Microsoft Baseline Security Analyzer (MBSA) 2.3

  • 0 Replies
  • 1775 Views
*

Offline joe53

  • Dell Community Colleague
  • SpywareHammer Staff
  • Bronze Member
  • 248
  • Certifiable
    • Free PC Security Software- A Primer
Microsoft Baseline Security Analyzer (MBSA) 2.3
« on: November 22, 2013, 01:33:10 AM »
MBSA is a lesser-known free standalone utility that provides a streamlined method to identify missing security updates and common security misconfigurations. Unlike similar utilities such as Secunia PSI, or Belarc Advisor, it only analyzes Windows products (including Office, IE and other programs included at the MS update site) and operating systems, but not programs from 3rd parties. MBSA will not scan or report on missing non-security updates, tools or drivers from MS.

It has been around for quite a while. I tried an earlier version about 6 years ago on XP, and didn't find it useful.  But with the release of this new version 2.3 last week, thought I would give it another test drive on a Win 7x64/sp1 system. Although tailored for IT professionals typically managing multiple PCs in a small business environment, it is also easily used for personal/home PCs.

Supported operating systems  include Windows 7, Windows 8, Windows 8.1, Windows Server 2003, Windows Server 2008, Windows Server 2008 R2, Windows Server 2012, Windows Server 2012 R2, Windows Vista, Windows XP.

Download:
It's a small  ~1.7 MB download for the .msi installer (in my case, for the English 64 bit version: MBSASetup-x64-EN.msi).
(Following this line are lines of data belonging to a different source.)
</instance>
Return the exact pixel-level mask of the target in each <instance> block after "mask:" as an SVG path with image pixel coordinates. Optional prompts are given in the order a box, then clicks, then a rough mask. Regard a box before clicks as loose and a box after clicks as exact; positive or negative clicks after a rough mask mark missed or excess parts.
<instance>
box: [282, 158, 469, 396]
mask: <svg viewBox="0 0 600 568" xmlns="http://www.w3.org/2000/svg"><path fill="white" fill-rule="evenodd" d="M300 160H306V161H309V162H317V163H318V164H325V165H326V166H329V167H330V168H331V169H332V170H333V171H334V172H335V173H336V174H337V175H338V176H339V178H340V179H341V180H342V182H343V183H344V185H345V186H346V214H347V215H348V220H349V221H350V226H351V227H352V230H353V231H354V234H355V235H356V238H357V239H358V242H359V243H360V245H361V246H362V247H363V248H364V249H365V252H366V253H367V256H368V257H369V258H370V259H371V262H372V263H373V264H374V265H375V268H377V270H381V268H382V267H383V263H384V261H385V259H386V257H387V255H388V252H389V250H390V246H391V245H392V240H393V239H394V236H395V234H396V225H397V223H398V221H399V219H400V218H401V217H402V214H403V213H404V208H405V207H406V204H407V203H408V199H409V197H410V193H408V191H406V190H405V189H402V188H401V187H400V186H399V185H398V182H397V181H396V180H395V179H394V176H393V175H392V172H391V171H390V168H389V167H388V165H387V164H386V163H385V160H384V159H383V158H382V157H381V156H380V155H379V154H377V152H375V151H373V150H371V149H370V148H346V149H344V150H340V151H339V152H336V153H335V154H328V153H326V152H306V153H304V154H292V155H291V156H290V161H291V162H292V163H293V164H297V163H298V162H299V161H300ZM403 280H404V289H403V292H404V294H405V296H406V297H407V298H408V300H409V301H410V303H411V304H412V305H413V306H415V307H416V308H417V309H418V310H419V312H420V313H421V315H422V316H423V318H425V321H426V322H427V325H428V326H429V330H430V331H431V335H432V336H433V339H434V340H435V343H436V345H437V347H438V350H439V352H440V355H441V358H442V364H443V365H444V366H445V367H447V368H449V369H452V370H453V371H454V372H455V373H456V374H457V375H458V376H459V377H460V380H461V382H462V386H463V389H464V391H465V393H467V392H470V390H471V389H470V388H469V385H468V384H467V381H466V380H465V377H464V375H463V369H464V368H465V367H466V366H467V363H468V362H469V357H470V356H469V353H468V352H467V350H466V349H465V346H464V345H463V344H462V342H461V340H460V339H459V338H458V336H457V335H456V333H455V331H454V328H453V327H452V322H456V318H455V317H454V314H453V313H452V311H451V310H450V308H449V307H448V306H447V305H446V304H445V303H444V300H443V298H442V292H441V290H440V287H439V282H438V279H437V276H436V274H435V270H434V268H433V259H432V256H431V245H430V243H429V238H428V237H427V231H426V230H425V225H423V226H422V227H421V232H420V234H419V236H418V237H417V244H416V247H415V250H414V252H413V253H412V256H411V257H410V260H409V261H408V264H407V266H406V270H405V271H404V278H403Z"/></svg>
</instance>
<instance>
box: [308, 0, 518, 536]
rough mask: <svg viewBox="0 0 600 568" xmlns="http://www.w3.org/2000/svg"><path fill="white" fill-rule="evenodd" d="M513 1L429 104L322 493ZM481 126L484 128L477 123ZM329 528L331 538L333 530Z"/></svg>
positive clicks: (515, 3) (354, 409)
Choose the appropriate download below for English (EN), German (DE), French (FR) and Japanese (JA) for x86 (32-bit) or x64 (64-bit) platforms.
http://www.microsoft.com/en-us/download/details.aspx?id=7558#

Installation:
Took only a minute or so, with no bundled software offered, or configuration decisions to make. No reboot required.
Desktop shortcut created. Nothing loads at startup. No services added that I could see. Nothing running in the background.

Usability:
It features a very straightforward GUI. You will have to have administrator rights, but basically it just scans one or more networked PCs, or you can view reports of prior scans. I would suggest that for most home users, the default scan settings will suffice:
- Windows Administrative vunerabilities
- Weak passwords
-  SQL vulnerabilities
- Security updates

My scan time, using default settings:  less than one minute. (First scan took a few minutes longer).

The scan results  list:
- Secure results (green check) e.g. Security updates successfully installed
- Potential risks (orange check) e.g. Automatic updates not enabled
- Security risk fail (red check) e.g. Missing security updates
- Additional info (blue icon) e.g. No unnnecessary  services were found
- Not installed (gray icon) e.g. SQL server not installed

Each category listed has info links to "What was scanned", "Results details", and (where applicable) "How to correct this".

My scan reminded me that I had a previous incomplete update installation, that required a reboot to complete, and that my user accounts had non-expiring passwords. (I chose to ignore the latter as a much-hated "feature" I always associated with passwords at work). It also noted my user account password was "simple". This I did correct. I was happy to learn that my Win 7 configuration was secure. In particular, that I had no unnecessary services, and that my Internet Explorer zones have secure settings. It also correctly confirmed all MS security updates were installed (after I got around to installing them).

Summary:

MBSA is a simple utility that can supplement programs such as Secunia PSI, due to its added analysis of  Windows settings affecting security. I don't see it as a scan that needs to be run for routine maintenance, but might be useful to run once, and thereafter following any major system changes (system restore/re-installation, or a new IE browser for example).

Because a lot of what is analysed is relevent only to work-related networks, I would not recommend it to the novice home user, for whom it might be confusing. However, as a scanner that just gives security info, but lacks capability to change anything, it certainly seems safe to use. Having used it for a week now, I see no downside to trying it.